Medical Research Collaborating Center, Seoul National University Hospital, Seoul, the Republic of Korea.
Thorac Cardiovasc Surg. 2021 Mar;69(2):133-140. doi: 10.1055/s-0040-1708472. Epub 2020 Apr 6.
This meta-analysis was conducted to evaluate the impact of perioperative use of beta-blocker (BB) on postoperative atrial fibrillation (POAF) after cardiac surgery other than isolated coronary artery bypass grafting (CABG).

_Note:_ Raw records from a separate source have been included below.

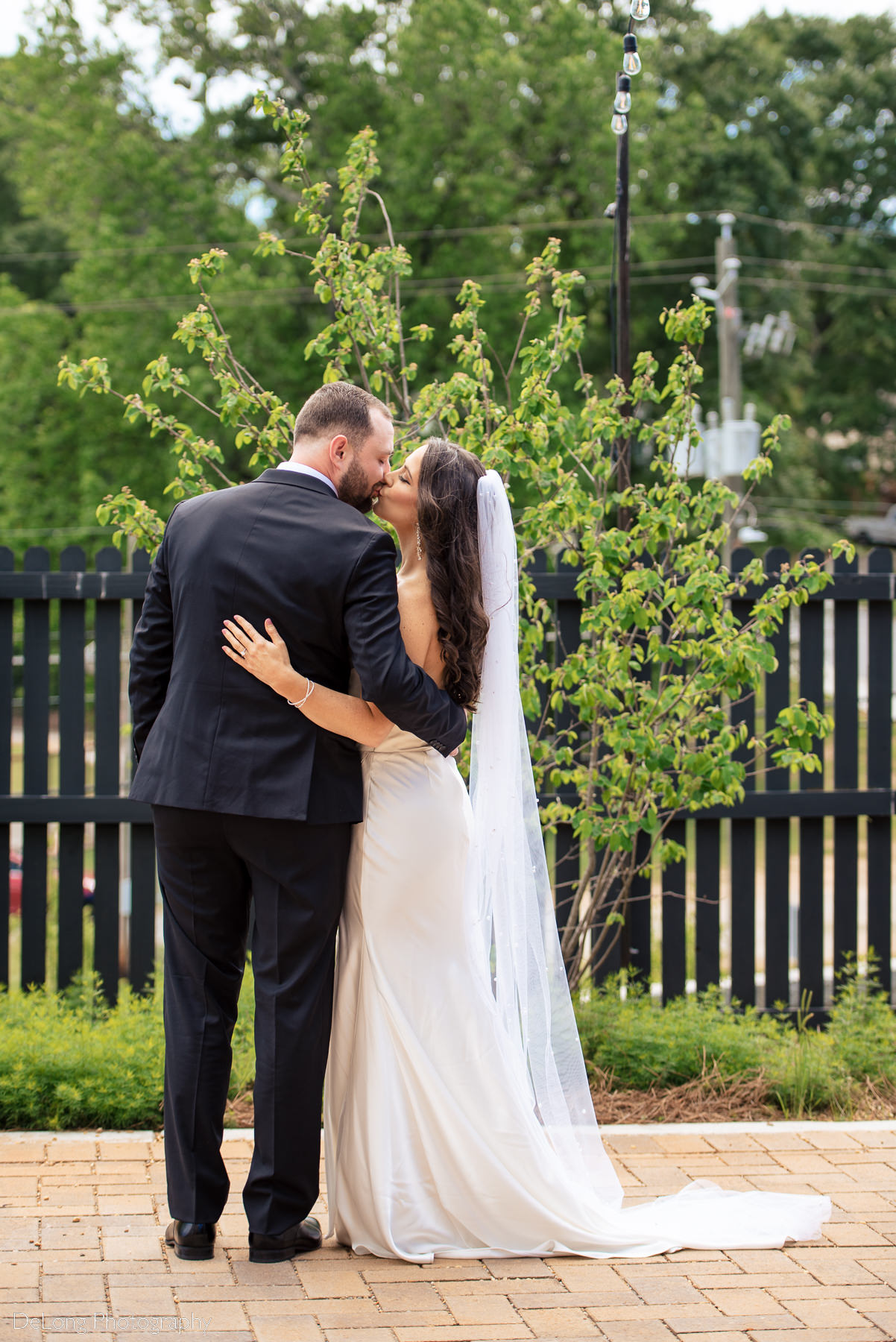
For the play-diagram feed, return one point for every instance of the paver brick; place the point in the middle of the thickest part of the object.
(287, 1328)
(560, 1323)
(74, 1288)
(825, 1314)
(491, 1333)
(333, 1285)
(407, 1295)
(864, 1335)
(743, 1301)
(483, 1308)
(634, 1332)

Five online databases were searched. Studies were included if they (1) enrolled patients who underwent cardiac surgery other than isolated CABG and (2) demonstrated the impact of perioperative use of BB on POAF based on the randomized controlled trial or adjusted analysis. The primary outcome was the occurrence rates of POAF after cardiac surgery. A meta-regression and subgroup analysis were performed according to the proportion of patients with cardiac surgery other than isolated CABG and the timing of BB use, respectively.

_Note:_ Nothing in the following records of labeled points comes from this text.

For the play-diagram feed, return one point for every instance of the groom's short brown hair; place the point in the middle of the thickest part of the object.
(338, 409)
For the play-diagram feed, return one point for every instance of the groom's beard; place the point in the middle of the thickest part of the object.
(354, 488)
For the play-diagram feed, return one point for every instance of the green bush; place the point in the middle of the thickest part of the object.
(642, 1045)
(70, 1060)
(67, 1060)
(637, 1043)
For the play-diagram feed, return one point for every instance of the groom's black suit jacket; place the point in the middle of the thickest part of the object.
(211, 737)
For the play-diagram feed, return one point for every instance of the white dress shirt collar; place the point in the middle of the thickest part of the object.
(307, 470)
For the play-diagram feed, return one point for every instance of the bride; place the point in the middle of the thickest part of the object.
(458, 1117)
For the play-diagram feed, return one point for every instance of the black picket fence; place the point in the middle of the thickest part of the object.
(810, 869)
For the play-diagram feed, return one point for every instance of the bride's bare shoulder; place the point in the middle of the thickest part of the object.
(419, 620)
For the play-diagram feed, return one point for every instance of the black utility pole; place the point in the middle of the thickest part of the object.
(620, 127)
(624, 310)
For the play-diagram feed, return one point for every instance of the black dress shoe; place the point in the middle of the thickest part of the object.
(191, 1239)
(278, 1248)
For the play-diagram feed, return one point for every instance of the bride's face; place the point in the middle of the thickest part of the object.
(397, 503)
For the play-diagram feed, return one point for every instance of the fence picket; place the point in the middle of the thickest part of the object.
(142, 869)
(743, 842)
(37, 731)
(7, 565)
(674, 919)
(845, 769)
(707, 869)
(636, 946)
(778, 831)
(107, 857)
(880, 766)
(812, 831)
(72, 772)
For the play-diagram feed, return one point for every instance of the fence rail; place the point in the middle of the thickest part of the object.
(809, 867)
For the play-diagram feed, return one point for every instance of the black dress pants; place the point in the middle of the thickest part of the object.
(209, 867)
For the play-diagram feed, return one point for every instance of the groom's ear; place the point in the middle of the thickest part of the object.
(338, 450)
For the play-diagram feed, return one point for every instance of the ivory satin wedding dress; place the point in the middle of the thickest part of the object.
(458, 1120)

Thirteen articles (5 randomized and 8 nonrandomized studies: = 25,496) were selected. Proportion of enrolled patients undergoing cardiac surgery other than isolated CABG ranged from 7 to 100%. The BBs were used in preoperative, postoperative, and both periods in 5, 5, and 3 studies, respectively. The pooled analyses showed that the risk of POAF was significantly lower in patients with perioperative BB than those without (odds ratio, 95% confidence interval = 0.56, 0.35-0.91 and 0.70, 0.55-0.91 in randomized and nonrandomized studies, respectively). The risk of POAF was lower in the BB group irrespective of the proportion of nonisolated CABG. Benefit regarding in-hospital mortality was inconclusive. Perioperative stroke and length of stay were not significantly different between BB and non-BB groups.
Perioperative use of BB is effective in preventing POAF even in patients undergoing cardiac surgery other than isolated CABG, although it did not translate into improved clinical outcomes.
本荟萃分析旨在评估心脏手术(非单纯冠状动脉旁路移植术)围术期使用β受体阻滞剂(BB)对术后心房颤动(POAF)的影响。
检索了 5 个在线数据库。如果研究(1)纳入了非单纯冠状动脉旁路移植术的心脏手术患者,且(2)基于随机对照试验或调整分析显示围术期使用 BB 对 POAF 的影响,则纳入研究。主要结局为心脏手术后 POAF 的发生率。根据非单纯冠状动脉旁路移植术患者的比例和 BB 使用时间进行了荟萃回归和亚组分析。
共纳入 13 项研究(5 项随机对照研究和 8 项非随机对照研究,=25496 例)。纳入患者中非单纯冠状动脉旁路移植术的比例为 7%至 100%。BB 在术前、术后和两个时期分别用于 5、5 和 3 项研究。汇总分析显示,围术期使用 BB 的患者 POAF 风险显著低于未使用 BB 的患者(比值比,95%置信区间分别为 0.56、0.35-0.91 和 0.70、0.55-0.91)。无论非单纯冠状动脉旁路移植术的比例如何,BB 组的 POAF 风险均较低。关于院内死亡率的获益尚无定论。BB 组和非 BB 组的围术期卒中发生率和住院时间无显著差异。
即使在非单纯冠状动脉旁路移植术的心脏手术患者中,围术期使用 BB 也能有效预防 POAF,但并未转化为改善的临床结局。